As part of our eat better, eat well promise to ourselves for the New Year, I present to you this Thai Coconut Shrimp Soup that utilizes my typical pantry items. If you don’t keep these ingredients in this recipe in your arsenal, you might consider adding them as staples of your pantry. You will thoroughly enjoy them! You know…they say that spicy foods increase your metabolism, so this should fit the bill for a slimmer waistline in 2017.
My recent travels to the South has opened my eyes to some flavors I’ve never had before. Red beans and rice in New Orleans, turnip greens in Alabama, and all the way in Oyster Bay, New York for some very tasty lamb with a combination of flavors I can’t even describe. So, as a New Years resolution, I am challenging myself to embrace a variety of flavors and spices. I’ve been wearing out my spice grinder and developing some really deep and interesting flavors in my recipes. This is one of them. You can create your own signature mix of spices for chicken, fish, beef, pork; you name it. Or for a vegetarian version of this recipe, leave out the shrimp and add riced cauliflower, quinoa or farro. I will also be right with you trying my hand at riced cauliflower to see what are all the things I can do to it and use it for in 2017.
Riced cauliflower is all the rage these days and you can find it in the grocery store freezer section. But, it’s also super easy to make by just blitzing a head of califlower (broken into smaller pieces) into a rice-like consistency in your blender or food processor. Cauliflower, quinoa and farro and great for your waist because of their low glycemic index, meaning they are not high in carbohydrates. Also good news.

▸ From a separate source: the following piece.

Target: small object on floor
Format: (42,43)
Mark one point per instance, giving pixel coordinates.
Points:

I used a Wok to prepare this dish. It gets super hot so that the curry paste can easily be cooked without burning. It’s best to cook any curry paste for 2 to 3 minutes before adding other ingredients. Otherwise, you’ll get a weird raw spice taste that isn’t very pleasant. You’ll know when it’s cooked because it puts off a deep aroma, darkens a bit and thickens. Trust me! Cook those spices through!
This soup is wonderful for grab and go pantry items and can easily be made in 30 minutes.
- 3 cloves garlic, minced
- 1/2 large onion, chopped
- 1/4 cup curry powder
- 1/4 tsp ground cloves
- 1/4 tsp ground nutmeg, from a whole nutmeg
- 1/2 tsp ground white pepper
- 1 tsp red pepper flakes
- 1 tbsp peanut oil
- 2 cups unsalted chicken stock/broth
- 2 cans coconut milk
- 3/4 cup gochujang
- 2 tbsp fish sauce, plus 1/4 tsp for serving
- 2 tbsp soy sauce (or Shoyu), plus 1/4 tsp for serving
- 1 lime, juice and zest
- 1 lb shrimp or prawns, peeled, deveined, de-tailed
- 1/2 cup sour cream
- 1 lime, zest +juice of half the lime
- 1 avocado, cubed
- 3 scallions, sliced, green & white parts
- 1 tbsp lime crema
- Sambal and/or Sriracha, to taste
Combine the garlic, onion, curry powder, cloves, nutmeg, pepper, and red pepper flakes in a small mini-prep food processor (or grind in a mortar and pestle).
Heat the oil in a wok or large saucepan (the wok works the best). Add the curry paste mixture to the hot wok and cook for 2 to 3 minutes and high. This step is crucial to cook out the rawness of the spices.
Add the stock, coconut milk, gochujang, fish sauce, soy sauce and lime juice and zest. Let the soup cook on medium high heat for 15 minutes.
While the soup cooks, slice 2 to 3 scallions at an angle. Set aside. Prepare the avocado by peeling and cutting into small cubes. Prepare the lime crema by adding the zest of lime and the juice of half the lime. Mix and set aside.
After the soup cooks for 15 minutes, add the shrimp and cook a minute or two. Serve with lime crema, lime zest, avocados, and scallions. Sambal and/or Sriracha to your liking.
Let your taste buds dictate whether to add a touch more soy sauce, fish sauce or Sambal. I like a spicy dish so I add everything! Trust your own palette my friend!